As he started down the corridor, McCloud glanced back at me in a defensive kind of way. I followed him, my finger never leaving the trigger, and grinned slightly…I couldn't wait to see his reaction to the sights I had come across. He walked slowly, eyes darting around, and I had to roughly nudge him a few times, though I couldn't really blame him…I was the one shuffling around like a fucking baby only a half hour before.   
Fox's expression when he saw the dead monster in the corridor was just as classic as that unfortunate leopard who got ripped apart in the test chamber. He rounded the corner and saw the bulbous, hellish mass lying there and stopped short. He recoiled back and bumped into me, nearly causing me to fire, and hit the back wall, his eyes wide as plates. I could tell from the way he started to double over, hands over his muzzle, that he was about to heave. Truthfully, the idea hadn't escaped me either…the corpse was beginning to stink up the corridor like an open sewer.   
"What…what the…" he choked out between swallows, trying to keep his lunch down, still staring at the monster. "What…is…that thing?"   
"Beauty, aint it?" I replied, enjoying the scene. "Like I said, this is a bio-weapons research lab, and a gas that turns people into that is the product. Great show to watch. Unfortunately, the shit-for-brains techies didn't keep their equipment working, and the gas was released, along with a couple of the freaks."   
"The…the blast," Fox said, cocking an eyebrow.   
"What?"   
He slowly stood up again, leaning on the wall for support. "When I was on the roof…a bunch of gas was shot out of the base."   
"That was me purging it," I replied, slitting my eyes. "Wait a minute…you mean you came down here voluntarily after seeing that?"   

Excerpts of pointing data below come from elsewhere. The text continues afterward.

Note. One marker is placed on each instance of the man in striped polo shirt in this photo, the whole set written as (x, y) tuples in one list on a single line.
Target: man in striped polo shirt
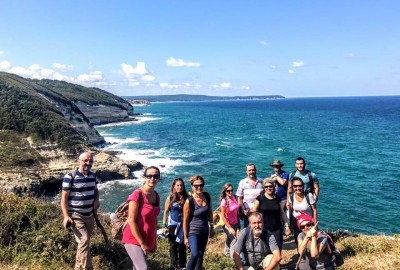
[(79, 198)]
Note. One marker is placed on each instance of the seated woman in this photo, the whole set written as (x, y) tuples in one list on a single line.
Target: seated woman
[(301, 202), (268, 204), (173, 223), (229, 214), (314, 245)]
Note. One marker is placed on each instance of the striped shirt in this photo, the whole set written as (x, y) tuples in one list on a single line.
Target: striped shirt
[(82, 192)]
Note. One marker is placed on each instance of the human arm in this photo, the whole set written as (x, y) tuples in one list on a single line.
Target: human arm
[(133, 211), (96, 202), (224, 211), (316, 191), (186, 213), (165, 216), (211, 220), (64, 208), (284, 219), (276, 258)]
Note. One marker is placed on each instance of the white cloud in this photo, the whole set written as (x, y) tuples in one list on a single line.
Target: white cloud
[(62, 67), (5, 65), (297, 64), (148, 78), (94, 76), (131, 72), (222, 85), (172, 62)]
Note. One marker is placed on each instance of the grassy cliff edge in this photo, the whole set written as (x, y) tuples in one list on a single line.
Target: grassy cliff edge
[(32, 237)]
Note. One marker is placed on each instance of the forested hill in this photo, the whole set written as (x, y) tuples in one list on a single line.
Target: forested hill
[(165, 98)]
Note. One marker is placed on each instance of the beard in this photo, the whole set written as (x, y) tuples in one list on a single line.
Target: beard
[(257, 232)]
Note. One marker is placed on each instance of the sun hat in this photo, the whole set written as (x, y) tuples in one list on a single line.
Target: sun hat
[(276, 162), (303, 217), (268, 181)]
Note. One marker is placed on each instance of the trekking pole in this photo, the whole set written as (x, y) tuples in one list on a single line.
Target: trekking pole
[(103, 232), (302, 253)]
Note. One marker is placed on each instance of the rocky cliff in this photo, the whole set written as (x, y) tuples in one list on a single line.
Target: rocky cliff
[(45, 124)]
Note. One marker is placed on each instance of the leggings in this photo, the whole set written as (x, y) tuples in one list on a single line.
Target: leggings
[(137, 256)]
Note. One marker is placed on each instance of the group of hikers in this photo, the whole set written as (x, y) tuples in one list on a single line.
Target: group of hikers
[(270, 208)]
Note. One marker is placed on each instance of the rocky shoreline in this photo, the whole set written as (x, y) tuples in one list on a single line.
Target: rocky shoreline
[(47, 180)]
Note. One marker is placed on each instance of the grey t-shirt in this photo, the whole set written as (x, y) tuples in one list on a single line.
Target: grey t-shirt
[(256, 248), (323, 259)]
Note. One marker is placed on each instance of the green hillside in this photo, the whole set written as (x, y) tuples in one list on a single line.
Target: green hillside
[(25, 110)]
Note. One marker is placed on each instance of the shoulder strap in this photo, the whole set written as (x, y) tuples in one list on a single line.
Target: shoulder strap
[(311, 180), (292, 174)]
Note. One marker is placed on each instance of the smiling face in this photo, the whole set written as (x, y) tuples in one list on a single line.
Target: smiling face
[(198, 186), (178, 187), (85, 162), (251, 171), (300, 165), (229, 191), (298, 186), (151, 177)]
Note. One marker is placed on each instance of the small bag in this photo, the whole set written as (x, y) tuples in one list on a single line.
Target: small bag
[(179, 234)]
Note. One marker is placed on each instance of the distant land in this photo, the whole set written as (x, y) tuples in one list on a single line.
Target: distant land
[(182, 97)]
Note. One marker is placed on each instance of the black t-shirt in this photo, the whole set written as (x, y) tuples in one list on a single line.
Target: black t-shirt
[(270, 209)]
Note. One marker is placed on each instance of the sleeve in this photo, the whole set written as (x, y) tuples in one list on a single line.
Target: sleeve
[(67, 182), (311, 198), (223, 203), (316, 181), (241, 241), (134, 196), (272, 242), (239, 191)]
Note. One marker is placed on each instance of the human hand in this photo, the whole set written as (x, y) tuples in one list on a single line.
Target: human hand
[(186, 241), (67, 222), (145, 248)]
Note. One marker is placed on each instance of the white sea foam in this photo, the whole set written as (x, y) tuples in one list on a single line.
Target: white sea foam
[(150, 158)]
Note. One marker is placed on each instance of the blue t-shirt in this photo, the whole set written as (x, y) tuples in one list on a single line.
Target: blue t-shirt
[(281, 191)]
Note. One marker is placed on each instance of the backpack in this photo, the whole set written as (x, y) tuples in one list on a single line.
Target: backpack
[(333, 251), (120, 217), (309, 174), (192, 206)]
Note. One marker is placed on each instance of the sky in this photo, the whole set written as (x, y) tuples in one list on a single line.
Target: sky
[(220, 48)]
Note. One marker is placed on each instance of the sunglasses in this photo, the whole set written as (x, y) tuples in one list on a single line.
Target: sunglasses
[(198, 186), (154, 176), (309, 224)]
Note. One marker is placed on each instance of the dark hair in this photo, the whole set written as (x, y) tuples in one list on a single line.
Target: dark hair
[(149, 168), (223, 190), (180, 197), (300, 158), (195, 178), (297, 179)]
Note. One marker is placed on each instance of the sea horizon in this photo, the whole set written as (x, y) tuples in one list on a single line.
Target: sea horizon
[(221, 154)]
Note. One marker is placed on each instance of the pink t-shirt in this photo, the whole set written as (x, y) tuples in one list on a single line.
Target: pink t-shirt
[(232, 211), (146, 221)]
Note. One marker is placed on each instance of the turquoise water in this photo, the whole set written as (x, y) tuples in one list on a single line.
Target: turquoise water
[(351, 143)]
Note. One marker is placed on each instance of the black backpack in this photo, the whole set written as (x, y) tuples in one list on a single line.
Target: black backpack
[(309, 174)]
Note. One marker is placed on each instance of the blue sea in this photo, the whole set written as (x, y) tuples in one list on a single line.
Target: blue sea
[(351, 143)]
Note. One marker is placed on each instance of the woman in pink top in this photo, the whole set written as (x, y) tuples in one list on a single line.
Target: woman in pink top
[(229, 213), (140, 233)]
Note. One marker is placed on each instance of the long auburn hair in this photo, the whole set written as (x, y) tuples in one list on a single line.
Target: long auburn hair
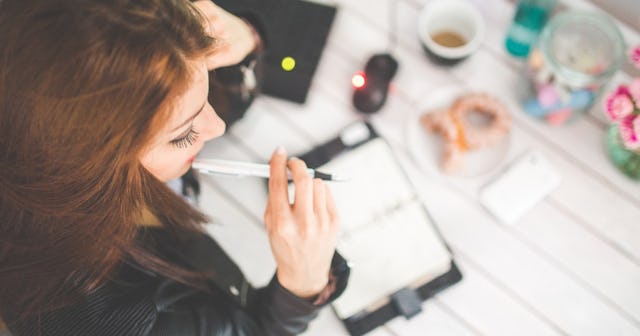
[(84, 84)]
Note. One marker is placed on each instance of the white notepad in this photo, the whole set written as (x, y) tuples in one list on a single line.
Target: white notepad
[(386, 234)]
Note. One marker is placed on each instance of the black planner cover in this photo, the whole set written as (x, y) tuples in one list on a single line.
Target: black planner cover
[(407, 300)]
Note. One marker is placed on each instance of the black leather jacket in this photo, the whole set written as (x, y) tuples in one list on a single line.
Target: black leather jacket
[(139, 302)]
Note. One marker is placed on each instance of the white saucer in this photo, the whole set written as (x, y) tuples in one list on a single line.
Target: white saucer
[(426, 147)]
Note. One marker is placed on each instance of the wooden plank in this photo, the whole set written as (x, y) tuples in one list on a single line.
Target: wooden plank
[(523, 272), (589, 205)]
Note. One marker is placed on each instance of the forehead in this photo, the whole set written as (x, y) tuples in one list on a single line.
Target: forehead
[(186, 104)]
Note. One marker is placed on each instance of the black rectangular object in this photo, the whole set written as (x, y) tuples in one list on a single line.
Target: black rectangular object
[(293, 28)]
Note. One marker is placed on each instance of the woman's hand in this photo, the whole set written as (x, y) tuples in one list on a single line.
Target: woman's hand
[(302, 235), (235, 39)]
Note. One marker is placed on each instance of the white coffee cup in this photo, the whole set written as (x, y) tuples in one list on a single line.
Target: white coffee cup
[(457, 17)]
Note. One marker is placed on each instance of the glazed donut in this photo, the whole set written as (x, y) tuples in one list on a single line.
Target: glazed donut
[(479, 137), (459, 135), (441, 122)]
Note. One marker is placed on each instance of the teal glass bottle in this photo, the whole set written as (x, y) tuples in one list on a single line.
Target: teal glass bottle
[(530, 18)]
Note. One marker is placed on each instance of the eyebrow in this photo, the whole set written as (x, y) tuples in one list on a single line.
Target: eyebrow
[(190, 118)]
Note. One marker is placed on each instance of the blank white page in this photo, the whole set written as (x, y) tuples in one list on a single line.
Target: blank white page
[(386, 234)]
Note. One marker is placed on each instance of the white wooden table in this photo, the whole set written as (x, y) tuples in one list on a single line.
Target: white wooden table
[(569, 266)]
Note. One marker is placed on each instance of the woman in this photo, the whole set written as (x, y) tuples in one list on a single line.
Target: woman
[(101, 103)]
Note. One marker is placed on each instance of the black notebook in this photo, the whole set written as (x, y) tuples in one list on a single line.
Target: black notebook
[(397, 256), (295, 29)]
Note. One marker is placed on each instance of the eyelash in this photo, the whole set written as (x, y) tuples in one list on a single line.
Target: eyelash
[(186, 140)]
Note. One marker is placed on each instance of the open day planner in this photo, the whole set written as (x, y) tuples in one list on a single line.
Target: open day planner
[(386, 235)]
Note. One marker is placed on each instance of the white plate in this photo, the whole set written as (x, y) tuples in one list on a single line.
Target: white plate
[(427, 147)]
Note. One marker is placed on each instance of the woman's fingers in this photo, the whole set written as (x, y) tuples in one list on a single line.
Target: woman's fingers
[(303, 201), (278, 184), (320, 201), (332, 208)]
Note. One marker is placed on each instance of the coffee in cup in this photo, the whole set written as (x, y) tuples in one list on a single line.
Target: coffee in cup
[(450, 30)]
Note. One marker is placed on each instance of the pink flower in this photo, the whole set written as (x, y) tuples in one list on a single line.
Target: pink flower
[(629, 128), (618, 105), (634, 55), (634, 91)]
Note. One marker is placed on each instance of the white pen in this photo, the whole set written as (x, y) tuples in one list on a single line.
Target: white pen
[(240, 169)]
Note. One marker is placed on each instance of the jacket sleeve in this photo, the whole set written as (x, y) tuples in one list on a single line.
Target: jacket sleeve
[(271, 310)]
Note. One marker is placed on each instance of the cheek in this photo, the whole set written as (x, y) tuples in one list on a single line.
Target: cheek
[(166, 164)]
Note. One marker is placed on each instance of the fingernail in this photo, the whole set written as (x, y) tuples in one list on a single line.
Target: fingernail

He nodded and I slowly shook my head. "You're a fucking moron, you know that?"   
It was a rhetorical question, but he grimaced and muttered, "Believe me, I know."   
I was about to make further soul-shattering comments on his intellect, but I was interrupted by another argument…a guttural scream that echoed distantly through the hall. I decided not to argue. Fox also heard it and his frightened expression told me that he had no objections to continuing either. "Come on, go, now!"   
We continued back towards the armory, moving a little quicker, but running was out of the question…didn't want to risk being heard or turning a corner and skidding right into the arms of one of the freaks. I kept the gun trained behind us, glancing back every few seconds, but no more screams were heard and no monster made our acquaintance. It's times like those that having one eye can be a real pain in the ass.   
Before long, we rounded the corner to the Playground, third time that day for me. Fox's foot hit the cougar's head, just as mine had, and he looked down at the half-bitten skull. That did it…with hardly a moment's hesitation he leaned to the side and heaved. I watched as he lost it and laughed scornfully out loud.   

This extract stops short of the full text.